“Move along, please. Nothing to see here.” This was more or less the reaction of supporters of “voluntary assisted dying” after the first significant report of a failure of carefully constructed safeguards in Australia.
In the state of Queensland, where VAD has been legal since January, a woman with a terminal illness was given a lethal medication, but she died in hospital before she was able to use it. Her elderly husband went home and consumed the poison himself. The Queensland coroner is investigating the incident.
Dr Cameron McLaren, an oncologist and the national director of VADANZ, said that the husband’s death was regrettable, but that talk of increasing restrictions on VAD medications was premature before the coroner’s report. “We know spousal suicide after bereavement does occur; this is not limited to VAD cases,” he said.
“It’s impossible to know whether this man would have suicided in another way if he didn’t have access to VAD medication, so it’s equally impossible to know whether restricting VAD medications at home would have prevented this or would prevent situations like this in the future.
“The benefits (of) home-dispensing to VAD patients are significant and it would be disappointing to see a change in the system before a full and thorough investigation.”
In the first six months of the Queensland law, 591 people started the VAD process, and of those, 245 people have died.
According to the Queensland law, if a person decides to self-administer a lethal prescription, the unused or remaining lethal drug must be returned to an authorised disposer within 14 days.
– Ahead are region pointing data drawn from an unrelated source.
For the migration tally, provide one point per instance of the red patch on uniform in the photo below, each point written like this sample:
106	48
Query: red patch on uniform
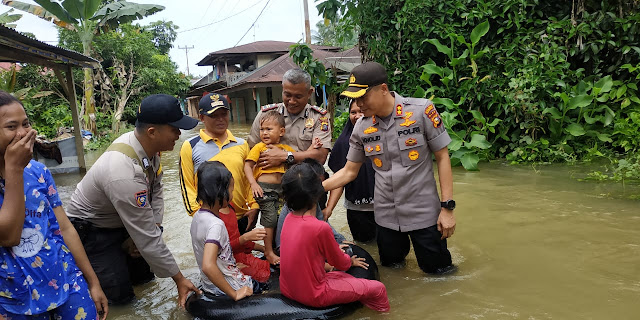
141	198
399	110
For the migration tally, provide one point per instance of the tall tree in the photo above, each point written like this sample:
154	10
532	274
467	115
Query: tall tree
87	18
164	34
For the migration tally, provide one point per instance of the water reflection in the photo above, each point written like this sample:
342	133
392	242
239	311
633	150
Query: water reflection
530	243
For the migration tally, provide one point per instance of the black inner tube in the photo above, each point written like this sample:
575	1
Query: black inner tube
273	305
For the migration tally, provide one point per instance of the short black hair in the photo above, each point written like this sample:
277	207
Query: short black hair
316	166
213	183
6	98
273	115
301	187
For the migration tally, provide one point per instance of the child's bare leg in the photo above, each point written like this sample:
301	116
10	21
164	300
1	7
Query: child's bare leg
268	247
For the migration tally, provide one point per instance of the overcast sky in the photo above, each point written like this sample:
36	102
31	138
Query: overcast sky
282	20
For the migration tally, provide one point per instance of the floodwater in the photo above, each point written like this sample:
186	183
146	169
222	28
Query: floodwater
531	242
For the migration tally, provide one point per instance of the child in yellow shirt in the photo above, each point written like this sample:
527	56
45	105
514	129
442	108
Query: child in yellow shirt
265	183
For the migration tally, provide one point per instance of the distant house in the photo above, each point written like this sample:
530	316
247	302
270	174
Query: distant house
251	74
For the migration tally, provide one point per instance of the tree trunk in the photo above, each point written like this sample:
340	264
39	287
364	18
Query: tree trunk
89	104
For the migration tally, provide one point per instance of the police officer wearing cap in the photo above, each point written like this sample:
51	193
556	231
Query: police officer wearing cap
118	206
303	123
399	135
216	143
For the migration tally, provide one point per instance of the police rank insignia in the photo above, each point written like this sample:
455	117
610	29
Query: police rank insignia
433	115
407	120
141	198
370	130
324	124
399	110
308	123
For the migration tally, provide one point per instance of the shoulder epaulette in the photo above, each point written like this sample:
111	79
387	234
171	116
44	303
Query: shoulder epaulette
417	101
268	107
319	110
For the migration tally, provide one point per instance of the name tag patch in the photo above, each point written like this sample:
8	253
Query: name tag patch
141	198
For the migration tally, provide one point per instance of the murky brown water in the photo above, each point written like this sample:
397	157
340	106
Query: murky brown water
531	243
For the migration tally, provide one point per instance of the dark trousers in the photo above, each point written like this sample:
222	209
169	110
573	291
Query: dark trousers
431	252
362	225
115	268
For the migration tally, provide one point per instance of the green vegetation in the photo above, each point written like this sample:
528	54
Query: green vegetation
87	18
522	80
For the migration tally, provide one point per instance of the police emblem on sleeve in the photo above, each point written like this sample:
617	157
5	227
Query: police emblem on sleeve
370	130
141	198
433	115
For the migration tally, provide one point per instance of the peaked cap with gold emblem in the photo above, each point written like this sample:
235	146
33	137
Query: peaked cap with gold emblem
212	102
364	77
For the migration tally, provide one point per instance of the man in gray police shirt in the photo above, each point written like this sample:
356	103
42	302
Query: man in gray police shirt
399	135
118	206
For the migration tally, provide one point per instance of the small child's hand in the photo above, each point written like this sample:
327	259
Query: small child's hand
359	262
256	234
257	190
242	293
316	144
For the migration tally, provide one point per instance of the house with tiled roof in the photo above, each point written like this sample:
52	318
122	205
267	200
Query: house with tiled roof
251	74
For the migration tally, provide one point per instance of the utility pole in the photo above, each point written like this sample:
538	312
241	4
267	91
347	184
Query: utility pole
307	27
186	51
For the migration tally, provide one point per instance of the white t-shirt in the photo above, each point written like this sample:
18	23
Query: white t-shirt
206	227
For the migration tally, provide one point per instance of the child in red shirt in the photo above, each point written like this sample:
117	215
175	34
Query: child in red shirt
306	243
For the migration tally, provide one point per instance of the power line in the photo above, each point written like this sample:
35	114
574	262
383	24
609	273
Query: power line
205	12
227	18
254	22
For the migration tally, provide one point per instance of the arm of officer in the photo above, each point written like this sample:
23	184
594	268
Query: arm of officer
137	216
188	187
158	197
446	219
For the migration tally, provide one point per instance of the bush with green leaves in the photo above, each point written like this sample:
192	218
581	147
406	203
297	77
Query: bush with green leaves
525	80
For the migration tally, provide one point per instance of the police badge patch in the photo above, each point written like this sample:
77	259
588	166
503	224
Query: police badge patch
141	198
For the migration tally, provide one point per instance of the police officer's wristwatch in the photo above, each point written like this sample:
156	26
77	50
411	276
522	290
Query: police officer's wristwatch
449	204
290	158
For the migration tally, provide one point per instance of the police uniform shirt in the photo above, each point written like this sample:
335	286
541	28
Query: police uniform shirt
406	196
115	193
300	130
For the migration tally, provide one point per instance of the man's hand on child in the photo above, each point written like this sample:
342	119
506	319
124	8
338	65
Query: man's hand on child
359	262
256	234
257	190
242	293
272	157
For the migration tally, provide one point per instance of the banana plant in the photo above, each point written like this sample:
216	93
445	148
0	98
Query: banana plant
7	18
88	18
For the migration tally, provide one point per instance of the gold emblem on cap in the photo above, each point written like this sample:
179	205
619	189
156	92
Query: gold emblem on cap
308	123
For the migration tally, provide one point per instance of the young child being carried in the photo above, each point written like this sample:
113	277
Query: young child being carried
308	242
265	183
210	240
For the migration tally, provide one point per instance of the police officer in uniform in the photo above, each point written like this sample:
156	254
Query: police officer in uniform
399	135
303	123
118	206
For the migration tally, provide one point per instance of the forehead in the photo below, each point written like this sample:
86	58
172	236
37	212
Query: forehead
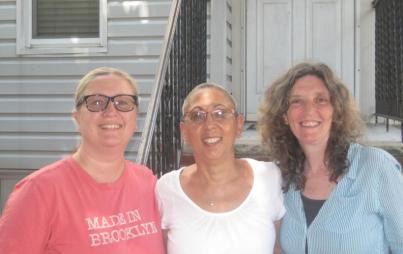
109	83
309	84
209	97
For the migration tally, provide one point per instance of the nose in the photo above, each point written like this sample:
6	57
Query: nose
110	107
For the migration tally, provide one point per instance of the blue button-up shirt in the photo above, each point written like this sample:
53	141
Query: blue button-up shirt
363	214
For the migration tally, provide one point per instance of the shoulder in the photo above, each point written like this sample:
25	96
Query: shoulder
141	171
49	174
169	179
264	167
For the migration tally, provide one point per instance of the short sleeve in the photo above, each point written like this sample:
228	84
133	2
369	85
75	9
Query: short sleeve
24	225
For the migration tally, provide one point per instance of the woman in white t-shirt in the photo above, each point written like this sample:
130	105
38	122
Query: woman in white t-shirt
220	204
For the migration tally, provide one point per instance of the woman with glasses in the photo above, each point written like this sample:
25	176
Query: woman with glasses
219	204
93	201
341	197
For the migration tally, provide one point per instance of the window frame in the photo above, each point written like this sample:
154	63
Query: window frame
26	45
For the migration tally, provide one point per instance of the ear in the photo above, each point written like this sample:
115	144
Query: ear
184	133
240	123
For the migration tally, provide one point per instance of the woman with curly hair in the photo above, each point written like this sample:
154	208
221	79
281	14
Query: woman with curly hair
340	196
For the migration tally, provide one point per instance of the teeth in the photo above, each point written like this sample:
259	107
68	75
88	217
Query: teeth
310	123
110	126
211	140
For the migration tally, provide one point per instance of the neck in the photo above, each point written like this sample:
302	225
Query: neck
102	169
221	173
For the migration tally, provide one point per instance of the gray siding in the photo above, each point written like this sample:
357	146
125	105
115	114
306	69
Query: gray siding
219	43
228	44
36	92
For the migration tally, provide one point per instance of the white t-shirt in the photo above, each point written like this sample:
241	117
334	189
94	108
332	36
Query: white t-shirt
247	229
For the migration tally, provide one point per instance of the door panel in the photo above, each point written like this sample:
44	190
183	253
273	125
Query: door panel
281	33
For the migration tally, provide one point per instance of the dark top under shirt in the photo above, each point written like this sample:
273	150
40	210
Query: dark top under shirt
311	209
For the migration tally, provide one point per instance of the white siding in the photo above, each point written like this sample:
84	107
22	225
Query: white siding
219	44
36	92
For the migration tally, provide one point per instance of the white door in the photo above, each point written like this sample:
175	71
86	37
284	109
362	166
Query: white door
281	33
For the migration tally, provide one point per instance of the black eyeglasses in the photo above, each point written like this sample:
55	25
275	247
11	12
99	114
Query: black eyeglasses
200	116
99	102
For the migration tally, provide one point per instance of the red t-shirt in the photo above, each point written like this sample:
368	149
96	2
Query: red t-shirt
61	209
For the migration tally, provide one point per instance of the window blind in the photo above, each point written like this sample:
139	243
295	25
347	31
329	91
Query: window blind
65	18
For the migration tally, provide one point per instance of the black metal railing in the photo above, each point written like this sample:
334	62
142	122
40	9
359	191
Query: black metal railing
182	66
389	59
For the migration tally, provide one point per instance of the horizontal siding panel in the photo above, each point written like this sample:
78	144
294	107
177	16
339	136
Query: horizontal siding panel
7	31
141	9
36	161
46	105
136	29
50	143
134	48
7	12
116	48
37	86
44	124
67	67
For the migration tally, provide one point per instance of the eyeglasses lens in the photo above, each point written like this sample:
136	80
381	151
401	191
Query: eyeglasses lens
98	102
199	116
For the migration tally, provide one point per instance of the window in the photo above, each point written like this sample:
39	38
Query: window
61	26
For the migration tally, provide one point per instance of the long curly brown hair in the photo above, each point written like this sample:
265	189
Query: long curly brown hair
280	142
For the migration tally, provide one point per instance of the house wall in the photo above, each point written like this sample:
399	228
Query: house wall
365	55
36	92
219	49
366	59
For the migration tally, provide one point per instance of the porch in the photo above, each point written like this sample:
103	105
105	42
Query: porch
376	134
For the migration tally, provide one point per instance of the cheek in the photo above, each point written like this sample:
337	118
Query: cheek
132	122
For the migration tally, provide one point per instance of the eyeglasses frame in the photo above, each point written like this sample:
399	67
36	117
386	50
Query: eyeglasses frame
110	99
232	111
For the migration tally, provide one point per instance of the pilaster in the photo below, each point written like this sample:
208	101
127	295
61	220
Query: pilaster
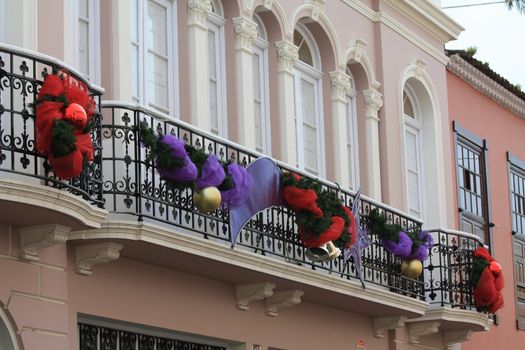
287	54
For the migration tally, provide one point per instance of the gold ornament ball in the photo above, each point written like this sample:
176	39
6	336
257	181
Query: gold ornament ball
207	200
411	268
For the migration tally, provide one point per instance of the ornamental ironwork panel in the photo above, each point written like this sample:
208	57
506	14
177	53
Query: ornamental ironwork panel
103	338
448	270
133	186
21	77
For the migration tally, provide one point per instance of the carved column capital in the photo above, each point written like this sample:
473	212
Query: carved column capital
287	54
340	85
373	103
246	293
89	255
198	11
285	298
245	33
35	238
454	337
419	329
382	324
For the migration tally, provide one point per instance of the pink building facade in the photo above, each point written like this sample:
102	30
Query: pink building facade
487	120
350	92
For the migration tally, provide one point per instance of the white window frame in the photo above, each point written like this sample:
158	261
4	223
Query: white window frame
260	49
415	127
314	76
94	74
215	23
173	96
352	140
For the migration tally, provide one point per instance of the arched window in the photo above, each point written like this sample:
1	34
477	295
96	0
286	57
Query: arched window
260	88
308	103
217	69
153	57
86	31
351	134
413	127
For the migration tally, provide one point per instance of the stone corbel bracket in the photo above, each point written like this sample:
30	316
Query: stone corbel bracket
35	238
382	324
89	255
246	293
454	337
419	329
282	299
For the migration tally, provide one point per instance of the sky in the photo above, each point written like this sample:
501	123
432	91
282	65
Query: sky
498	33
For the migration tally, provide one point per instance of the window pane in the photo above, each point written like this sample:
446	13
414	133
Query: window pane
83	8
83	46
157	28
212	54
158	80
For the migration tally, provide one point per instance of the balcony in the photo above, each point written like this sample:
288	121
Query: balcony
143	208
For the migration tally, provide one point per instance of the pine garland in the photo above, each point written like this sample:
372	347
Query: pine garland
328	201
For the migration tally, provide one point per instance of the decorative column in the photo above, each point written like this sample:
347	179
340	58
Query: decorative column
340	87
373	103
245	33
287	54
198	11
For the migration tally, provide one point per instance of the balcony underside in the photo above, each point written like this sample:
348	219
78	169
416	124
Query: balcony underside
25	204
163	246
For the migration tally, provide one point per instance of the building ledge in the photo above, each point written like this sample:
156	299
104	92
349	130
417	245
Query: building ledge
25	204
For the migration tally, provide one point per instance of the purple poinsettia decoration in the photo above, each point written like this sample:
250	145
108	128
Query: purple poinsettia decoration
212	173
242	181
188	171
402	248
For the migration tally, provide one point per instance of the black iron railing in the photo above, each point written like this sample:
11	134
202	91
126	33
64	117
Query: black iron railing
21	75
132	186
448	269
104	338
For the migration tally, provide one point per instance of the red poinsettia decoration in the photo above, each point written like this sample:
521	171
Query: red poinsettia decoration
320	214
64	109
487	279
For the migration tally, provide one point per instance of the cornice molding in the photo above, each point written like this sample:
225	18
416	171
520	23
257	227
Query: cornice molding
35	238
487	86
281	299
177	240
89	255
50	198
246	293
429	17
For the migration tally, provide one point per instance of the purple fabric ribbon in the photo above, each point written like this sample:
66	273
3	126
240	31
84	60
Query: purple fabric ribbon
266	194
402	249
421	252
186	173
234	197
212	173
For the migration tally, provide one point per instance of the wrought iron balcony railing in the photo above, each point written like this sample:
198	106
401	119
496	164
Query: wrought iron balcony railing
448	269
21	75
132	186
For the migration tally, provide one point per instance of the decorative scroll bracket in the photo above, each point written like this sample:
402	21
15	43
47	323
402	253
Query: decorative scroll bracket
246	293
89	255
282	299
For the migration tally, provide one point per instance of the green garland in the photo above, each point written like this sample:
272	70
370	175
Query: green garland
327	201
379	226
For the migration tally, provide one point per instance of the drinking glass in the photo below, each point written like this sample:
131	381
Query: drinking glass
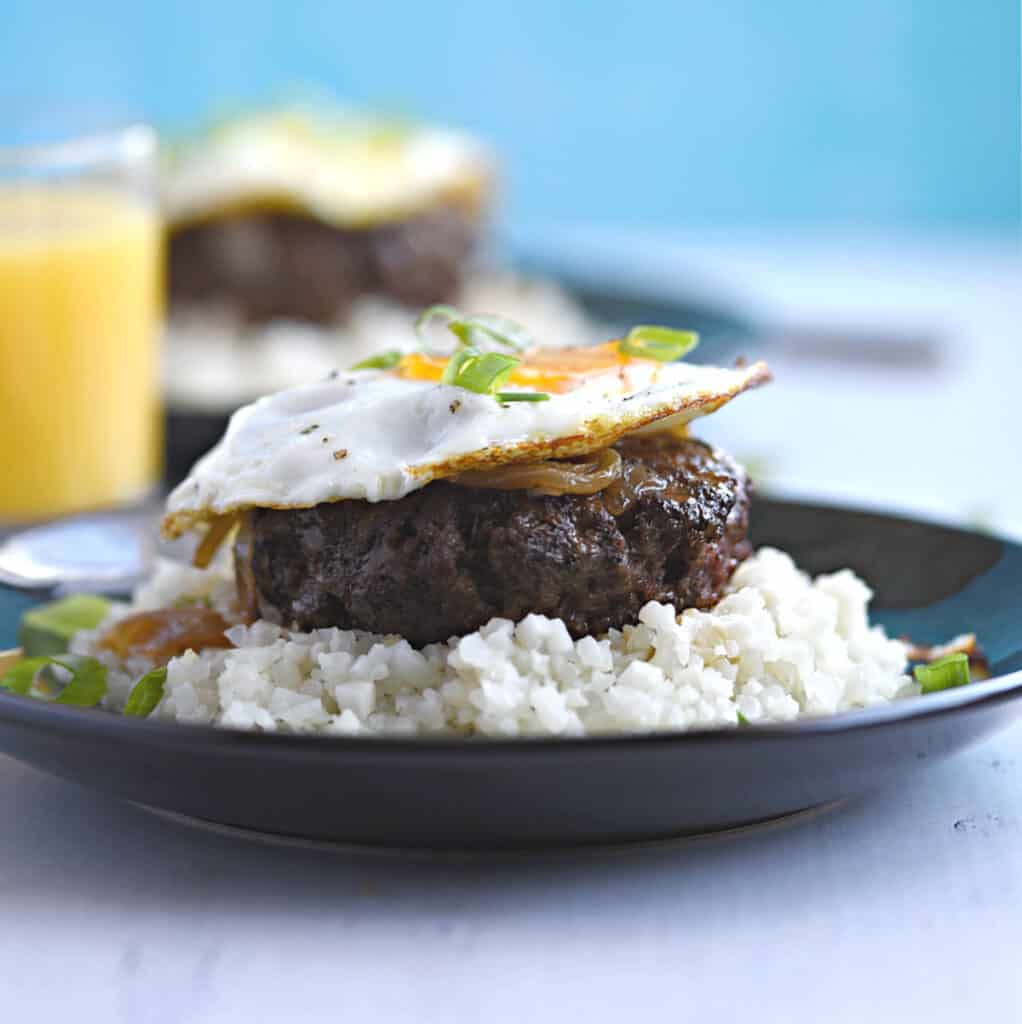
81	313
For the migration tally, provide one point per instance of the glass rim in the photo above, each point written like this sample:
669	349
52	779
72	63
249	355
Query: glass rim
130	142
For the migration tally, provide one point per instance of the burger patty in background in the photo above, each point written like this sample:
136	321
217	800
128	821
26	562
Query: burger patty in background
444	560
279	265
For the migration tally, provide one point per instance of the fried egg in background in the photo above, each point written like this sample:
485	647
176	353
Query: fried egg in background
379	434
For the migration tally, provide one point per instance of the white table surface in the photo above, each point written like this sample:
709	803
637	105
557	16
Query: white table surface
906	905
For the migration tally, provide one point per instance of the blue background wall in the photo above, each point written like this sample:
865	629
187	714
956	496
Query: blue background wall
733	112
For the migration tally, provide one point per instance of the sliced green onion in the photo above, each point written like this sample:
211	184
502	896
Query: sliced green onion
47	629
943	674
86	687
483	372
521	396
88	681
468	329
383	360
457	365
661	343
19	679
146	693
503	331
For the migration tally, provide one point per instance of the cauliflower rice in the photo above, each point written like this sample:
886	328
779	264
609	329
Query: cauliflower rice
777	646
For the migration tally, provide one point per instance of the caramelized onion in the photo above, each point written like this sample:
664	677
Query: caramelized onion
552	476
166	633
216	532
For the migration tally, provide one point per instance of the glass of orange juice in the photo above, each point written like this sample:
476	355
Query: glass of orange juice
81	311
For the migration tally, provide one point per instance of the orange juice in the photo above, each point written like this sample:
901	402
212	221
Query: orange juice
81	284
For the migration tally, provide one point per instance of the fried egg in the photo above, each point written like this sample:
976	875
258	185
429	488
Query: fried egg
341	167
379	434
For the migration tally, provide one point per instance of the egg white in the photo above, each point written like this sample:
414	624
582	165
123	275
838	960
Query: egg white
376	436
342	178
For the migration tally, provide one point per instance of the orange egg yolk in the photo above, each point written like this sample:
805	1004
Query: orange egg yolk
551	370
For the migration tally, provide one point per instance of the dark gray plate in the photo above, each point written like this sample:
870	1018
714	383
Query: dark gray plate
931	582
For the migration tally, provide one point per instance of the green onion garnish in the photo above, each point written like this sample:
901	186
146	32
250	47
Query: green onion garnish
521	396
468	329
384	360
457	363
19	679
943	674
145	694
661	343
86	687
479	372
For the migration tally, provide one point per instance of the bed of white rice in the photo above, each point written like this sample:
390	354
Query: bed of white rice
777	646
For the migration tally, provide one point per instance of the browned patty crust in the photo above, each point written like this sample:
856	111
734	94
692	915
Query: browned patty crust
445	559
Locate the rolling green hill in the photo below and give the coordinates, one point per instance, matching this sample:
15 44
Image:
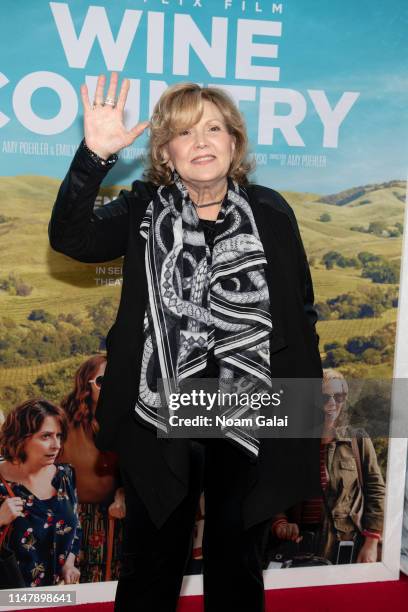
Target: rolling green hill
61 285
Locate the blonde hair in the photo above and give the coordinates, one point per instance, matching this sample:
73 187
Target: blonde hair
332 374
180 107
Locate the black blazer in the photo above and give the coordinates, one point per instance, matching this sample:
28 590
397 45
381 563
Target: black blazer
159 468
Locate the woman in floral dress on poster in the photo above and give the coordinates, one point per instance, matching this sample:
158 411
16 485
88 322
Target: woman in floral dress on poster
100 496
41 518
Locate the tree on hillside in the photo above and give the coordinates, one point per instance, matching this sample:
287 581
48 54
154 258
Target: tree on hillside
325 217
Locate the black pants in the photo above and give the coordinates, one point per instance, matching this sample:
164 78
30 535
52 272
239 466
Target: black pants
154 560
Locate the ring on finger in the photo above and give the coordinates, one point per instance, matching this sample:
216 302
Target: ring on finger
110 102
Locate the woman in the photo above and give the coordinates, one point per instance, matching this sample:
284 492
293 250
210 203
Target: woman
350 510
197 218
99 495
45 529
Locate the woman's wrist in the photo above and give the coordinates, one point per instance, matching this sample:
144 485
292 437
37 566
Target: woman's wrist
102 161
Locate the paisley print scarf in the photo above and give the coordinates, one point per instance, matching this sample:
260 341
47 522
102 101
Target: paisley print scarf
200 302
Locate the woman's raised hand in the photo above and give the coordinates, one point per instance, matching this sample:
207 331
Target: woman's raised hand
104 130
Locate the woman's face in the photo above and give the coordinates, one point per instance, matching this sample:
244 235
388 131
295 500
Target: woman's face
334 399
42 447
202 154
95 387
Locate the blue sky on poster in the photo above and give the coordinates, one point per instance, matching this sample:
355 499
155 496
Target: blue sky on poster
334 47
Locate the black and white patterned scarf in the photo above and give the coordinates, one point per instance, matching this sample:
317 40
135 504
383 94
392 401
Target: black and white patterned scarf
198 302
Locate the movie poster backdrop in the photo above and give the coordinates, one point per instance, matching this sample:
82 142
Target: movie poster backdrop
323 88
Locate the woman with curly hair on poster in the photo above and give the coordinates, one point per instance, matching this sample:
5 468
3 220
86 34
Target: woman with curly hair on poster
100 497
38 500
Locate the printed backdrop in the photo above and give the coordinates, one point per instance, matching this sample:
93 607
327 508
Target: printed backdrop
323 87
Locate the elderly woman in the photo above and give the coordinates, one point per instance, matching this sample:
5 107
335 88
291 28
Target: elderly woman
215 284
38 500
347 520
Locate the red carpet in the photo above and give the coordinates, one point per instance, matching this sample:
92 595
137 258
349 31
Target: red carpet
375 596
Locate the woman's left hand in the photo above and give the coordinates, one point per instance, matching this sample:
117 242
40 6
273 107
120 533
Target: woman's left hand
368 552
70 573
117 509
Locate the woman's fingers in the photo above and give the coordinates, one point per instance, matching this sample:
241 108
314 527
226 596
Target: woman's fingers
123 94
100 84
136 131
112 86
85 98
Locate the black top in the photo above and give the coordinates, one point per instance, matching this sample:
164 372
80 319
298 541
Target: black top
160 469
208 228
The state health minister said that the government would examine whether the law should be amended. “We will look at absolutely whether we need to strengthen the legislation about that 14 day turn around for medication to be returned, which I suspect we will do,” she said.
However, she stressed that the VAD system was safe. It was being used by hundreds of Queenslanders. “They have expressed their wish to die with dignity, and we’ve provided a world class system that has enabled people to do that,” she said.
John Daffy, of the Australian Care Alliance, a group opposed to VAD, told The Australian that the incident was “100 per cent predictable”. “We warned about this exact situation unfolding when all of these laws came in,” he said.